State of emergency was declared in Dangola and Gadarif cities, after it was already declared in Atbara.
Demonstrators decry rampant inflation and months of deteriorating economic conditions.
Eyewitnesses reported violent demonstrations in the center of Khartoum and in the city’s Demi, Haj Yusuf and Arkweet neighborhoods.
Police used teargas and fired bullets into the air to disperse the crowds, while shops in the capital’s central market were closed, according to witnesses.
Hundreds of demonstrators gathered along the capital’s main streets, while police -- firing teargas and live ammunition -- tried to prevent them from reaching Khartoum’s presidential palace.
Demonstrators could be heard chanting slogans decrying the rising cost of living and demanding better living conditions.
Meanwhile, in the eastern city of Gadarif, at least five demonstrators were reportedly killed by security forces while dozens of others were injured.

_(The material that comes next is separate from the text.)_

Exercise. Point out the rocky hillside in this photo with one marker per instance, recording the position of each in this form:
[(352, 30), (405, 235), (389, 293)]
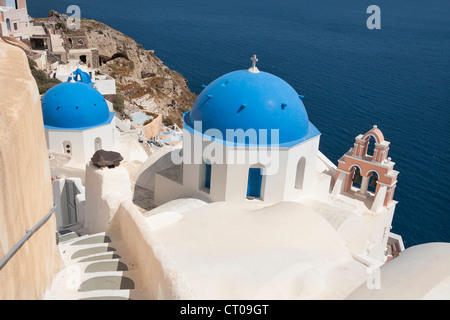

In exclusive remarks to Anadolu Agency, Mubarak al-Nur, an MP for Gadarif, confirmed that the ongoing protests in the city had seen at least two demonstrators killed by security forces.
"Relatives of the dead have been unable to access the mortuary to recover the bodies," al-Nur said.
Dozens of others had sustained serious injuries, he added, prompting expectations that the death toll will rise further.
According to local media, the death toll in Gadarif rose to five.
Demonstrations were also reported in the northern city of Atbara -- for the second day in a row -- despite the imposition there of an official state of emergency.
And in the town of Zaidab (located roughly 250 kilometers north of Khartoum), protesters torched a government building, local witnesses said.